Processing Image Advertisements
for Contextual Analysis

April 10, 2023

Promotion of products is now a common practice and is heavily controlled by broadcasting of advertisements. Image based advertisements are still one of the best ways to promote products but it is painstakingly difficult to personalize the content for the target audience and covey the sentiments. It is proven that an image can be perceived in different manners and hence different emotions can be conveyed via them. It has become increasingly popular for both academic and industry purposes to comprehend the emotions and sentiments conveyed by visual media content.

Sentiment analysis is primarily the process of identifying and extracting opinions, emotions, and attitudes expressed in text. However, with the increasing use of visual media in advertising, a need for sentiment analysis on images has come up. So,sentiment labels are used to annotate images with positive, negative or neutral sentiments. These annotations are used to train machine learning models to predict the emotions that an image is likely to evoke in viewers.

In this study, we try to identify emotions or context that people felt when they looked at image advertisements using convolutional neural networks. Due to the small size of data and similarity to ImageNet, transfer learning was used to train the model. Three deep learning architectures are compared namely, ResNet 50, MobileNetv3 Large and EfficientNet B3 on an image advertisement dataset to classify the underlying contexts/sentiments being perceived by the consumers.
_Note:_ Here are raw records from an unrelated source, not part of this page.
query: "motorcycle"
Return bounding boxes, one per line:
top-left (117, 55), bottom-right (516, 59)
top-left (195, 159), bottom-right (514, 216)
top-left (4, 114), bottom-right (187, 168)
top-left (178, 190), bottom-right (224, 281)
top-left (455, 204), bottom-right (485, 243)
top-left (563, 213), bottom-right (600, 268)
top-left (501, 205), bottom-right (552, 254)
Transfer learning is used to deal with the issue of a small dataset when brought down to the usable contexts after data processing.

Dataset Used

A publicly available dataset developed by the combined efforts of Hussain et al. at the University of Pittsburgh with over 64,000 advertisement images and over 3,000 video advertisements is used. The authors used Amazon Mechanical Turk workers to tag each advertisement to its respective topic (eg. category of the product the advertisement targets) and what sentiment it conveys to the viewer (eg. how plants/trees play a vital role in sustenance) followed by what method it uses to imbibe that message (eg. the presence of trees or plants might be depicting life). The approach used to gather and annotate this data was influenced by the research in Media Studies, an academic field that examines the content of mass media messages, with input from one of the research paper authors who had formal education in the field. The data is accessible here.

dataset

Methodology

Before training, the images were analysed to come up with a pre-processing pipeline to denoise the images and improve their quality as most of the images were highly compressed.

A. Bilateral Filter

For improving the quality of the images, a smoothing filter for images had to be employed. So, a bilateral filter was used to reduce noise while preserving edges in a non-linear manner. It is quintessential to know that all other filters smudge the edges, while Bilateral Filtering retains them.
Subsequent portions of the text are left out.